Explain the results - Question 5:

   The model to predict COVID-19 positive cases per week gives rather good
   result
    with a global score of 0.88.
   Analysis of the contribution of every parameters shows that the result is
    mainly linked with the Occupancy rate (TO) which is actuall rather 
	consequence of the prediction.
   It shows a high level a correlation between the number of positive cases
    and the amount of work in the hospitals despite the vaccination campaign.

FINDINGS

About 6% of data were removed from the initial data set due to missing 
 values. It concerns mainly first set of data at the beginning of the data 
 collection.

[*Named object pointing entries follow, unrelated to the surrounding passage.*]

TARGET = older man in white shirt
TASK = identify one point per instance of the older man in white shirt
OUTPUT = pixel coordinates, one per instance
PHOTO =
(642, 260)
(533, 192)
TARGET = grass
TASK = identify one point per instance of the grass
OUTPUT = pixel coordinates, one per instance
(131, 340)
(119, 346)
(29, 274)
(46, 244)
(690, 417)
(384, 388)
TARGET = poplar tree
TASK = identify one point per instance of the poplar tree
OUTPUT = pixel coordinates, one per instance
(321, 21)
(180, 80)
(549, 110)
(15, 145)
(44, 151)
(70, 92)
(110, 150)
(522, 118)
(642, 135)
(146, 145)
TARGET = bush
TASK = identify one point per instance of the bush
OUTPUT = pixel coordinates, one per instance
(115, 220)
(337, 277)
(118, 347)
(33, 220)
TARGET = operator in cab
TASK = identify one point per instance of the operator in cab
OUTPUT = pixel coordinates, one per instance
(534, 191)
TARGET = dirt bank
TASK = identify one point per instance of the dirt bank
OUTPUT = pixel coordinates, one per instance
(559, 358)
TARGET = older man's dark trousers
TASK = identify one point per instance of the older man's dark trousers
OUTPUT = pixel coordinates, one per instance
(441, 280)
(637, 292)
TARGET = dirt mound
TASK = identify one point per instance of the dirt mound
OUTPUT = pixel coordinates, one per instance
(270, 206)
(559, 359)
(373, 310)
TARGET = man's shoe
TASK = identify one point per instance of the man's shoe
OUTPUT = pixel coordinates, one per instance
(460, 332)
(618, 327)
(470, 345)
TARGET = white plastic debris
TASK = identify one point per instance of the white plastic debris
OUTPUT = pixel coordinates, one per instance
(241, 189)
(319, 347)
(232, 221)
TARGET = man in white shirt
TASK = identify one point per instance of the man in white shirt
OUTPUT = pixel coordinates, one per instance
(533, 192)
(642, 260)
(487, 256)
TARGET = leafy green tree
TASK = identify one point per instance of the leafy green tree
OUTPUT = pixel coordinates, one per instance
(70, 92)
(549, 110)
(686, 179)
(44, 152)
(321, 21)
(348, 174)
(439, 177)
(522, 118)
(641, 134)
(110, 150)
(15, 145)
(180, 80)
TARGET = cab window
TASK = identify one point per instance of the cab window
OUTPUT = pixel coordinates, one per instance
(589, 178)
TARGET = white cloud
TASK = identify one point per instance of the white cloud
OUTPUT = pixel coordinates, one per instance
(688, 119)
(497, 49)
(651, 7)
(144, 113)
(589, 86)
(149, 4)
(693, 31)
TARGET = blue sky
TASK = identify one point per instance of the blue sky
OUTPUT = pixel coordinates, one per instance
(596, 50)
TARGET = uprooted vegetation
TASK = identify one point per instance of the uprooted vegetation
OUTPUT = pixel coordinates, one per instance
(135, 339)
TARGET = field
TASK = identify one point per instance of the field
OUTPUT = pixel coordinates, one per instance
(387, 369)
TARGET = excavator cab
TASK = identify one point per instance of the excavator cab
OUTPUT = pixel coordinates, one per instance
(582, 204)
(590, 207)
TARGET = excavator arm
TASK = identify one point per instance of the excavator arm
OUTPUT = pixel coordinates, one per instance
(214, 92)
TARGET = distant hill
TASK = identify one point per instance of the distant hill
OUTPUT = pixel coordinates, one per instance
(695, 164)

Indeed, method, measure, collection and presentation of data 
 change in time before getting the current format of data.
 Nevertheless, we benefit from a huge amount of valid data for the analysis.
 
Computation of some rates raised the problem of division by 0. While taking 
 about group of people and with the will of showing result for every 
 department, I replace 0 by 1 when necessary.
 
I also face infinite values; then I replaced with infinite values by maximum
 numerical values of the serie, in order to be reasonable realistic and show
 result.

Although testing several type of models, I kept the Linear Regression which
 give rather good results with an implementation rather simple. 
I wonder if some other type of models could be more suitable in this case.

Display of maps and plots from the Notebook was not easy due to difficulties
of installation of additional libraries and other things required to make it 
run correctly; all these installations were not possible on my profressional
laptop to safety policy of my company.
Nevertheless, display of these graph is possible with the python code.